Crime In Brief: Ask the Parrot
Blind Spot
The Strangler
Sunday, 1 April 2007
Ask the Parrot by Richard Stark (QUERCUS £10 £10 (P&P FREE) 08700 798 897)
Richard Stark is the doyen of the modern hard-boiled crime novel. I have every one of his novels. His anti-hero Parker is a modern day outlaw. His motto: kill 'em all and let God sort them out. This time, Parker is on the run after a bank heist goes wrong, and falls in with a man with a plan. A plan for another robbery, which stinks of amateur hour - but Parker needs a friend, and agrees to participate, even though he knows there's no chance. Or is there? Read Ask The Parrot, and find out why Stark is the kind of writer who, whatever else you're reading, you stop dead and read his latest.
Blind Spot by Terri Parsons (CENTURY £10 £10 (P&P FREE) 08700 798 897)
Second sight is a terrible thing. Bernadette Saint Clare knows that. She's an FBI agent who has the gift - or is it a curse? She sees through murderers' eyes and solves cases. But she scares people and, every time she uses her powers, she gets sent to a worse posting.
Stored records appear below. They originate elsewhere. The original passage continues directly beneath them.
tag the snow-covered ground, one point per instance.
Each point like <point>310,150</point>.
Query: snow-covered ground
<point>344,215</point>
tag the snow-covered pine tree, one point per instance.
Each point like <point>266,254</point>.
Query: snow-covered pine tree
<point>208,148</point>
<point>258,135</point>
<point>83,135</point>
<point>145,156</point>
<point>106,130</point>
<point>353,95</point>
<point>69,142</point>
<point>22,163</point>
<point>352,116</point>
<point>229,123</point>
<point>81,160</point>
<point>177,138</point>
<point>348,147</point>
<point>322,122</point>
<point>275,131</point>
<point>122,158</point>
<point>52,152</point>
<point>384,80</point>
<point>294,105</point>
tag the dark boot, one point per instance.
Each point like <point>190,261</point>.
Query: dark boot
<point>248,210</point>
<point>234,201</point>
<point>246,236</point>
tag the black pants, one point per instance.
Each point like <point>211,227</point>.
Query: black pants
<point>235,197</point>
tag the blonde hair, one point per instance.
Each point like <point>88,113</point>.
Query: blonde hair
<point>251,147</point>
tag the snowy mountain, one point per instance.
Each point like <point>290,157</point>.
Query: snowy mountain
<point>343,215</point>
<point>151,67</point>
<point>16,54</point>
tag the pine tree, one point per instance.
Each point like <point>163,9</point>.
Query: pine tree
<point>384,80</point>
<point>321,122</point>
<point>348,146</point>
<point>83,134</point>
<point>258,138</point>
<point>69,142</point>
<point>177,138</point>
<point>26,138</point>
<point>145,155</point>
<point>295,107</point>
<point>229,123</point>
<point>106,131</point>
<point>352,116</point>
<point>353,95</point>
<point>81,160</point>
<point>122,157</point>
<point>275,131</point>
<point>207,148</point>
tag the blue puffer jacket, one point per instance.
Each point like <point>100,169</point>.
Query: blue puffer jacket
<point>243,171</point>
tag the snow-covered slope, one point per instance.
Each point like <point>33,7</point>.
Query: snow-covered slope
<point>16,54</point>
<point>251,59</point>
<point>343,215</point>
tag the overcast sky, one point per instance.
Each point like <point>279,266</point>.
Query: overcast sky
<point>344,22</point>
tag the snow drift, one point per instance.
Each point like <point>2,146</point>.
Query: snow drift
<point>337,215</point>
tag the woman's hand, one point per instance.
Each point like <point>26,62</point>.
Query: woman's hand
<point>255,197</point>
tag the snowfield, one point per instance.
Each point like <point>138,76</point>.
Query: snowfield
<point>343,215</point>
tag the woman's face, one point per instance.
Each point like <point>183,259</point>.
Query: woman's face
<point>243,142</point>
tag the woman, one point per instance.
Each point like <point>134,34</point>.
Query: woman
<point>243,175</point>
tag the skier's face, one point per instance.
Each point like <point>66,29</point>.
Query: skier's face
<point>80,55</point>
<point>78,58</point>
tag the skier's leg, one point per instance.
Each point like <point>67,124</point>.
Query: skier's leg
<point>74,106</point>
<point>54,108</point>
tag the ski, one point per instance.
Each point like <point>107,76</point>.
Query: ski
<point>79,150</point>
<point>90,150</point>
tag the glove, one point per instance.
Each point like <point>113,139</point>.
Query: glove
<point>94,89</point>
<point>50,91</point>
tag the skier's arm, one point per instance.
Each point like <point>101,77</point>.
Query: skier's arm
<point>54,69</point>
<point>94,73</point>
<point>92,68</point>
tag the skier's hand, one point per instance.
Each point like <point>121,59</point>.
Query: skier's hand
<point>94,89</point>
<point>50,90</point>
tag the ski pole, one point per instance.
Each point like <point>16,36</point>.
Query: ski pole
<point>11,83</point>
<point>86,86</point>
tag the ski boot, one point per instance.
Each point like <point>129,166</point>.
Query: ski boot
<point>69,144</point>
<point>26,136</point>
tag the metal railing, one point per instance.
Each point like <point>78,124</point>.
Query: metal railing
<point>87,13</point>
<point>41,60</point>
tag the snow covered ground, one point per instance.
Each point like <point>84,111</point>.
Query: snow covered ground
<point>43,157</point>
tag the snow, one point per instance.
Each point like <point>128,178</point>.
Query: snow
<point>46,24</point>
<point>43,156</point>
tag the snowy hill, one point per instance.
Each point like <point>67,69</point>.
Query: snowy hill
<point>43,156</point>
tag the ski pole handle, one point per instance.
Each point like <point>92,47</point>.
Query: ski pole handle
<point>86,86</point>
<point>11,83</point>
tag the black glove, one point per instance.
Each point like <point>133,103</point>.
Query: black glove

Eventually, she ends up in Minnesota, a sort of grave yard for agents, where her boss encourages her to use her talents as they track down a killer. But there's much more to this book than that, as Bernadette begins to see more and more ghosts... I loved Blind Spot, and can't wait for more books featuring Bernadette and her spirits.
The Strangler by William Landay (BANTAM PRESS £12.99 £11.99 (P&P FREE) 08700 798 897
November 1963: Kennedy assassinated in Dallas, and, in Boston, The Strangler is on the loose. So are the Daley boys, one a cop, one a lawyer, one a thief. Cocks of the walk one and all. The women of the city are in the grip of fear, 13 of them raped, strangled and posed in obscene ways. Then someone close to the Daley family becomes another victim and the boys' world slowly falls apart. Landay paints a convincing picture of the time and place, as Boston is regenerated from slums to shiny skyscrapers. He's been touted as the natural successor to George V Higgins, and I agree. A dense and satisfying novel of crime and retribution.